Oregonian A&E Sunday Nov., 24, 2013
Thank you for the emails and messages since the surgery and the Oregonian’s article came out. I am 2 weeks past surgery now, but still recovering and have needed far more help than I anticipated. My older sister and mother have cared for me 24/7, and I am just beginning to do things for myself again though I can’t drive and still have drainage tubes in my sides. I am not really writing much at the moment. Sleeping, eating and taking pain pills is more my regiment.
Paige Stoyer photographed the pre-surgery chemo-girlfriends party at the Benson Hotel and was actually in the surgery room during the double mastectomy and reconstruction. I have not yet seen these images and will wait to view them until my next week. I will also share photos from the shoot four days post surgery with Fritz Liedtke, as well as the self portraits from after surgery once I’m recovered from the next surgery I’ll explain next.
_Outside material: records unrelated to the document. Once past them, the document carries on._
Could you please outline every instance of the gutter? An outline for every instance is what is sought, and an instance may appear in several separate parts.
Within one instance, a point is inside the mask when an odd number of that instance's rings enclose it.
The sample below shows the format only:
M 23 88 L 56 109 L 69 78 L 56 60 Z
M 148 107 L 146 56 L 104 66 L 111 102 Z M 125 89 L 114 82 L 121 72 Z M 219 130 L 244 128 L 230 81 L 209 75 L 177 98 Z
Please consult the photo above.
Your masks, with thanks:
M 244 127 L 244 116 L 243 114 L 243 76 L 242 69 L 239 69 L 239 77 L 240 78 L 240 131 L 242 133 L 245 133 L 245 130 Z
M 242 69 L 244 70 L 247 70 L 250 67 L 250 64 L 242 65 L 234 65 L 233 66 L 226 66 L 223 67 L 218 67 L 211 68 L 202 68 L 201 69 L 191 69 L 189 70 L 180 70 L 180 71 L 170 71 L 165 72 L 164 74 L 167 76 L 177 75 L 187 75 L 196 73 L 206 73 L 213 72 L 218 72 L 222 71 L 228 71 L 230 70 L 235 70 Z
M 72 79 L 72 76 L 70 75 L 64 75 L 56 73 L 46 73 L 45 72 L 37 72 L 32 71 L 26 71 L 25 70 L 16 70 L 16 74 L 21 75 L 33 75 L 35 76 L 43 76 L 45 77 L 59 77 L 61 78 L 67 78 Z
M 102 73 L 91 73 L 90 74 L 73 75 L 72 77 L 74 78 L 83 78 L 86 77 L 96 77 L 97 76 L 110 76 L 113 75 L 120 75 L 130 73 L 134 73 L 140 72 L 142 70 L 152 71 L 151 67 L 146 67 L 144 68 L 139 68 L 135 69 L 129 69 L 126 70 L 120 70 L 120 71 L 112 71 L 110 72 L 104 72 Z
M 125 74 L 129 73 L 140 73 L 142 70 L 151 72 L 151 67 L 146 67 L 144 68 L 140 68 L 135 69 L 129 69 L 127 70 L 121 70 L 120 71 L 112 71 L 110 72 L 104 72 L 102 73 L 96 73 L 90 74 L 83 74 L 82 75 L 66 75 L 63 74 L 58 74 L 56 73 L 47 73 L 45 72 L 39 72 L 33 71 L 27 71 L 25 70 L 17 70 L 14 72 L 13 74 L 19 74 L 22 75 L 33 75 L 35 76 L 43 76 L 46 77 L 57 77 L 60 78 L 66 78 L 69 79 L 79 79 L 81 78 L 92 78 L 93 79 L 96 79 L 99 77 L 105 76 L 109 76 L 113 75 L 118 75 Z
The post-op appointment with my plastic surgeon went well. No problems. I’m healing well. Evidently my nipples look good on the outside as well as the outside and they were able to save them during surgery. This was very good news to me as I woke up looking somewhat more normal than I expected. The post-op appointment with my surgeon, however, was not quiet so good. Due to the location of the tumor, even though it was much smaller than before chemo and there was only cancer in 2 of the 8 lymph nodes removed, I need additional surgery this coming Weds to create a wider margin around where the tumor used to be. This is just to be sure we got everything. So there’s little time or energy to process where I’m at now before I have more surgery. I will wait until then to begin posting. Thank you for your thoughts and support. The outlook is very good and my hair is growing in the meantime!